The company tested gas from an indicated discovery well in Guadalupe County after it assumed operation from another
company. Shell has drilled two more wells to about 13,000 ft on its own, is preparing to spud a third, and has
reportedly completed 3D seismic survey of as much as 80 sq miles.
Shell filed reports with the New Mexico Oil Conservation Division in late 2008 on stimulation and testing of the
discovery well (CB Webb No. 1), on a fee lease in 25-11n-23e, in the Cuervo sub basin 20 miles northeast of Santa
Rosa.
Shell assumed operation of the well from Cuervo Exploration, a group of private independents comprised of
Inter-American, Dallas, Ceja, Tulsa, and Gunn Oil, Wichita Falls. Cuervo Exploration drilled and cased the CB Webb
well in 2006 but didn't perforate due to internal disagreements among the partners about completion procedures and
economic viability.
Upon taking over from Cuervo, Shell conducted multiday flow tests between August 2007 and January 2008. Shell also
reported a flow rate of 1.74 mm cfpd of gas and 47 bpd of water from Pennsylvanian Strawn sandstones of low
permeability and high thermal maturity, at casing pressures of up to 800 psi.
Shell also reported having perforated the well in 10 intervals between 7,950 ft and 10,783 ft (all
Pennsylvanian-aged) and reported a multiple completion in the 10 zones. The total depth on the discovery well was
10,927 ft, and the well is plugged back to 10,814 ft. There was no indication when Shell might be capable of starting
gas production. Low commodity prices have led the company to rethink participation in some new projects.

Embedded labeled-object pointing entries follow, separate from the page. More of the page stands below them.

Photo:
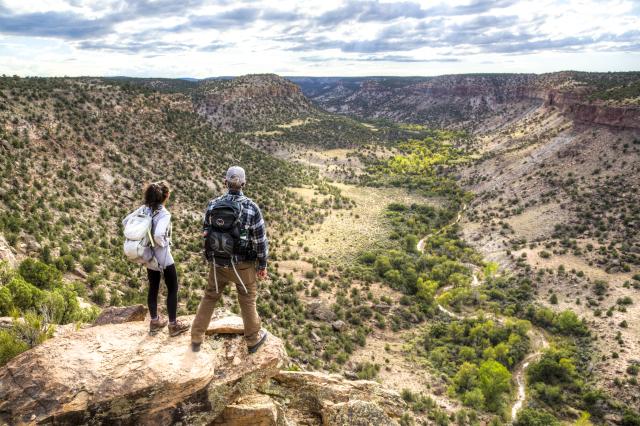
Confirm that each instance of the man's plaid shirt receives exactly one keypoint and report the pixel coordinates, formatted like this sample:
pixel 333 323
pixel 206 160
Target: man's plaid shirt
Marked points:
pixel 250 219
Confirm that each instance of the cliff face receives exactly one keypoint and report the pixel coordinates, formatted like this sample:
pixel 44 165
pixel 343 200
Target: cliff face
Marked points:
pixel 465 100
pixel 250 102
pixel 581 110
pixel 119 374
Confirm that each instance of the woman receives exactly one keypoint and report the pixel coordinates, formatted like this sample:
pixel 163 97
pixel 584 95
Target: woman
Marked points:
pixel 155 198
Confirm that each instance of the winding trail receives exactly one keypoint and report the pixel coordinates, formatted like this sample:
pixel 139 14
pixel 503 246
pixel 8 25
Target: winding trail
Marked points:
pixel 538 340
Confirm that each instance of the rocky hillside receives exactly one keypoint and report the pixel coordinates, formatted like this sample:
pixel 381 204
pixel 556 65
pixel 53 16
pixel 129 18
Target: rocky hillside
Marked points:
pixel 75 154
pixel 116 373
pixel 466 100
pixel 252 102
pixel 557 201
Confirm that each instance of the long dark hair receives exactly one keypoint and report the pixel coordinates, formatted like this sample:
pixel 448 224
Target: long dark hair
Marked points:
pixel 155 194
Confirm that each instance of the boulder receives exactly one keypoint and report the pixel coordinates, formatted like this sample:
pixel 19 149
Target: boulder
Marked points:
pixel 121 314
pixel 254 410
pixel 307 397
pixel 119 374
pixel 231 324
pixel 338 325
pixel 382 308
pixel 356 413
pixel 320 311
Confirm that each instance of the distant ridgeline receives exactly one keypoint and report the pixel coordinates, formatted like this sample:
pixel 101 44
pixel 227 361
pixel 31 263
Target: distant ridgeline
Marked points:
pixel 464 100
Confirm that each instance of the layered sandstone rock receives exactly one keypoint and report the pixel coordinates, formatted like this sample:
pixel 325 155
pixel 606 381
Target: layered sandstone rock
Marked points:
pixel 119 374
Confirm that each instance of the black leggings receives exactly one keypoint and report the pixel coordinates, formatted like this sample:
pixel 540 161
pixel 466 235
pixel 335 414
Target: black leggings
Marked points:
pixel 171 280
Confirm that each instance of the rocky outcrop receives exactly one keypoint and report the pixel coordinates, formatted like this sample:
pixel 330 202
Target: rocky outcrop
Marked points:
pixel 581 110
pixel 454 100
pixel 251 102
pixel 6 254
pixel 318 398
pixel 119 374
pixel 120 314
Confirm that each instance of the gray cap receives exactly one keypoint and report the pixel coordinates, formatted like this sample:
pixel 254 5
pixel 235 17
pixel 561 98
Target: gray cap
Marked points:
pixel 235 174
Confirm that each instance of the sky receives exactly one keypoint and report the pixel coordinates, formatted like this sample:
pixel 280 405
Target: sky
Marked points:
pixel 199 38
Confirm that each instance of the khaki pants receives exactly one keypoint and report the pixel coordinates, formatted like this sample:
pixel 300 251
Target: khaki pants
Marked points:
pixel 250 318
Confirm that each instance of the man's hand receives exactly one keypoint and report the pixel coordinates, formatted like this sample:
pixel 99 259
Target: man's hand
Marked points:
pixel 262 274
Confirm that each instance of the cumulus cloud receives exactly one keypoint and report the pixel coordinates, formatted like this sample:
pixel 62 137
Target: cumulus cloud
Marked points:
pixel 357 31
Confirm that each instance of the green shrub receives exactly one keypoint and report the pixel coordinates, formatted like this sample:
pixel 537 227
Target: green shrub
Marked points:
pixel 10 346
pixel 43 276
pixel 474 398
pixel 25 296
pixel 533 417
pixel 494 380
pixel 6 301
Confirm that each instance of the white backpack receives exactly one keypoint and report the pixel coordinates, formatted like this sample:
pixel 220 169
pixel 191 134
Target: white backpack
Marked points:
pixel 138 241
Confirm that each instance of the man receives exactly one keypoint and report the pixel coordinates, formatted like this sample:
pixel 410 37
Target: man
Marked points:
pixel 235 240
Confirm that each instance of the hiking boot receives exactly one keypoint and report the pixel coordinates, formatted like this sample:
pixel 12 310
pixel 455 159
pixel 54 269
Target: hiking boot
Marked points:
pixel 157 324
pixel 263 336
pixel 178 327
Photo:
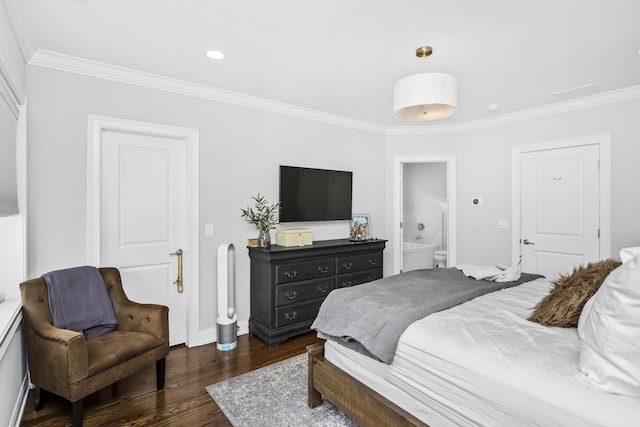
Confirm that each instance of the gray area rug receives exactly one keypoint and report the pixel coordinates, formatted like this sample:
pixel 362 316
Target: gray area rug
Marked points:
pixel 275 395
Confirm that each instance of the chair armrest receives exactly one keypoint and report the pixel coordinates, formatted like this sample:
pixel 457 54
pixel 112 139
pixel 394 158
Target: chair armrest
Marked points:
pixel 152 319
pixel 51 346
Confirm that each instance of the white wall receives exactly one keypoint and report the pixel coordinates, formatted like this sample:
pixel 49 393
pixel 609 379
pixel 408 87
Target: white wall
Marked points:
pixel 240 151
pixel 484 169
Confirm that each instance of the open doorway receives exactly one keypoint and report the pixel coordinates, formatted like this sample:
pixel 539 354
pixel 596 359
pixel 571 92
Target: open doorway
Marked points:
pixel 424 212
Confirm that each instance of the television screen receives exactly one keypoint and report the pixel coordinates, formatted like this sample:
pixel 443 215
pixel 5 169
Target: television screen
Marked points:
pixel 308 194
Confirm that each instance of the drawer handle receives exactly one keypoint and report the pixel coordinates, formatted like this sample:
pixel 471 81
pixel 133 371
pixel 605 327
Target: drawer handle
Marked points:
pixel 291 316
pixel 291 295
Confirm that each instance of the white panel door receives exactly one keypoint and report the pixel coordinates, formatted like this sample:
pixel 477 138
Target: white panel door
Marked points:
pixel 143 205
pixel 560 209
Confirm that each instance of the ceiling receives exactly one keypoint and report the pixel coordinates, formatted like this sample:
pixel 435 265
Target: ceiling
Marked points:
pixel 342 57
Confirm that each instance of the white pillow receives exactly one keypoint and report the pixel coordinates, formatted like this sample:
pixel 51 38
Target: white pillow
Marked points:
pixel 627 253
pixel 609 331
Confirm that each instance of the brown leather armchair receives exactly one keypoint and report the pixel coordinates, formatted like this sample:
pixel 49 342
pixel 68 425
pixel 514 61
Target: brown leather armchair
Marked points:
pixel 63 362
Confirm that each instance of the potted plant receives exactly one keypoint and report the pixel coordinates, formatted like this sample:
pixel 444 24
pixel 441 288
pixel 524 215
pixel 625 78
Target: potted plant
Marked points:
pixel 263 216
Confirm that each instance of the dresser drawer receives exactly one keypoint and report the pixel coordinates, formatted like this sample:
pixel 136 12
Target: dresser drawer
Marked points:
pixel 295 313
pixel 314 269
pixel 348 264
pixel 303 291
pixel 352 279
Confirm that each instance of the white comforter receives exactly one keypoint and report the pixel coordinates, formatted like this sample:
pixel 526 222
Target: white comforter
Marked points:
pixel 483 363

Other acreage holders in the greater Tucumcari area include Ceja, David Petroleum, Roswell, NM, Inter-American,
Hyperion Exploration, Dallas, and Yates Petroleum, Artesia, NM. Ceja, Inter-American, and Yates are believed to each
hold 100,000 acres or more.
Ronald F. Broadhead, geologist at the New Mexico Bureau of Geology and Mineral Resources at Socorro, published a
positive assessment of the potential of Cuervo and other so-called "elevator basins" or troughs of eastern New
Mexico. The current prospectors regard these studies as the prime catalyst for activity in the basin.